VOTD: Check Out Writer Bob Gale's Incredible 'Back To The Future' Prop Collection

Getting ahold of authentic movie props is no easy feat, though it's infinitely easier to get your hands on items from your favorite movie sets if you've got a truckload of extra cash lying around. Or in this case, if you're the writer of a certain iconic movie franchise.

Writer Bob Gale is responsible for scripting and producing Robert Zemeckis' iconic time traveling trilogy Back to the Future, so it should come as no surprise that he has some of the most coveted props from the series of films starring Michael J. Fox and Christopher Lloyd. Trust me when I say that he has the key Back to the Future props that you would want, or at least the ones that will fit on your shelf.
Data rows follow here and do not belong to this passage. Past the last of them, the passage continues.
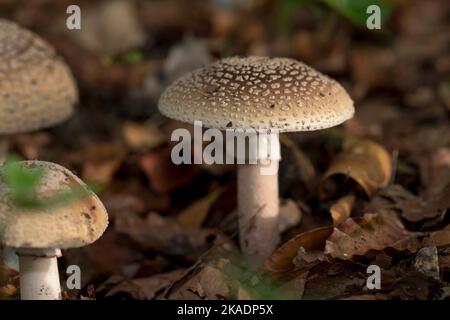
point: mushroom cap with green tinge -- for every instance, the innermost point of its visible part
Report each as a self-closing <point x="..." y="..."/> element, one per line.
<point x="37" y="89"/>
<point x="69" y="224"/>
<point x="259" y="93"/>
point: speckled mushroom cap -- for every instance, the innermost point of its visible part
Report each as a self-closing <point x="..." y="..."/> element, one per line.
<point x="259" y="93"/>
<point x="37" y="89"/>
<point x="67" y="225"/>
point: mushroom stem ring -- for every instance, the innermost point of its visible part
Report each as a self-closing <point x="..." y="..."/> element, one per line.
<point x="258" y="204"/>
<point x="39" y="276"/>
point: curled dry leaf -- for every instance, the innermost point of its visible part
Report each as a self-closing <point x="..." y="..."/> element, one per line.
<point x="355" y="237"/>
<point x="151" y="286"/>
<point x="366" y="162"/>
<point x="341" y="210"/>
<point x="142" y="136"/>
<point x="196" y="213"/>
<point x="163" y="174"/>
<point x="101" y="161"/>
<point x="438" y="238"/>
<point x="166" y="235"/>
<point x="290" y="215"/>
<point x="282" y="259"/>
<point x="304" y="165"/>
<point x="395" y="198"/>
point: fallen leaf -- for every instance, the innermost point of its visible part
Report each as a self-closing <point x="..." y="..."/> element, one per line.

Here's Bob Gale's Back to the Future prop collection from Beyond the Marquee:

As you can see in the video, Gale has the flux capacitor, the device which makes time travel, sparked by a vision had by Doc Brown when he slipped and fell in the bathroom and hit his head. Unfortunately, this particular flux capacitor is from the now defunct Back to the Future: The Ride from Universal Studios (something I sadly never got to experience myself).
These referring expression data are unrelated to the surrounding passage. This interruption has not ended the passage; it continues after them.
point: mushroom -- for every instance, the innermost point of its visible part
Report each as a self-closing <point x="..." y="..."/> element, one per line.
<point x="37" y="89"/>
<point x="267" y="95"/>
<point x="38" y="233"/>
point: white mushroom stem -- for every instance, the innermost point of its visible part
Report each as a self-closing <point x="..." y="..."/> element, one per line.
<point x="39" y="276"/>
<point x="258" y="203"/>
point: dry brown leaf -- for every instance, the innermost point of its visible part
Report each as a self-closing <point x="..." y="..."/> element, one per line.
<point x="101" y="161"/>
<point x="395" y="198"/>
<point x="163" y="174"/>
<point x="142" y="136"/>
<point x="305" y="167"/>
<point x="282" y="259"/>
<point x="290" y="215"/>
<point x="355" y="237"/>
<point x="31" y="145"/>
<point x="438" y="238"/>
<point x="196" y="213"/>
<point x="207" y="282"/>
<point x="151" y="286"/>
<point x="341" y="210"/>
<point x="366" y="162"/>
He also has a set of time circuits from inside the DeLorean, which have been Photoshopped to death several times to fool the internet into thinking any given day is the day Marty McFly traveling back in time. You might be wondering why this set of time circuits exists outside of the DeLorean, and as the video explains, it's because it was part of the scene when the DeLorean was hit by a train and demolished in Back to the Future Part III.
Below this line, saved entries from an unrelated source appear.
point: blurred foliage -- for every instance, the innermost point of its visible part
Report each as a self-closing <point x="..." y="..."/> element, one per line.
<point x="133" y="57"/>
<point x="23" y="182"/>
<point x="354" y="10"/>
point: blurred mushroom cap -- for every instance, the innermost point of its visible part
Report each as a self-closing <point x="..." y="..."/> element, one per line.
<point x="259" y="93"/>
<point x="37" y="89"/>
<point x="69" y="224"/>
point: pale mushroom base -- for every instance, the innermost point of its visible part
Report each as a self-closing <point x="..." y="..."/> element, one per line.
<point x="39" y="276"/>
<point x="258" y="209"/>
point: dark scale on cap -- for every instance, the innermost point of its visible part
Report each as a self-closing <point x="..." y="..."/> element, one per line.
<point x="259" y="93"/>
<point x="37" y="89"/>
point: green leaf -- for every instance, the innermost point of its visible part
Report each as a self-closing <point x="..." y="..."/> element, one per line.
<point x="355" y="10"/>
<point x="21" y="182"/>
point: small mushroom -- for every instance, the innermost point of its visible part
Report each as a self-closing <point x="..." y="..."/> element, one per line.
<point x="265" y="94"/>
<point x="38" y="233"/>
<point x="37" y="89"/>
Watch the video to see the detail on some of the other props, such as the USA Today from 2015, and all the rest of the key newspapers that we see as key props from the trilogy. And yes, the hoverboard from Back to the Future Part II is there too.

Don't forget that you can have you own as part of a new Blu-Ray set of Back to the Future coming out in October, which also has the Back to the Future animated series, of which Bob Gale directed some of the episodes. And we've come full circle.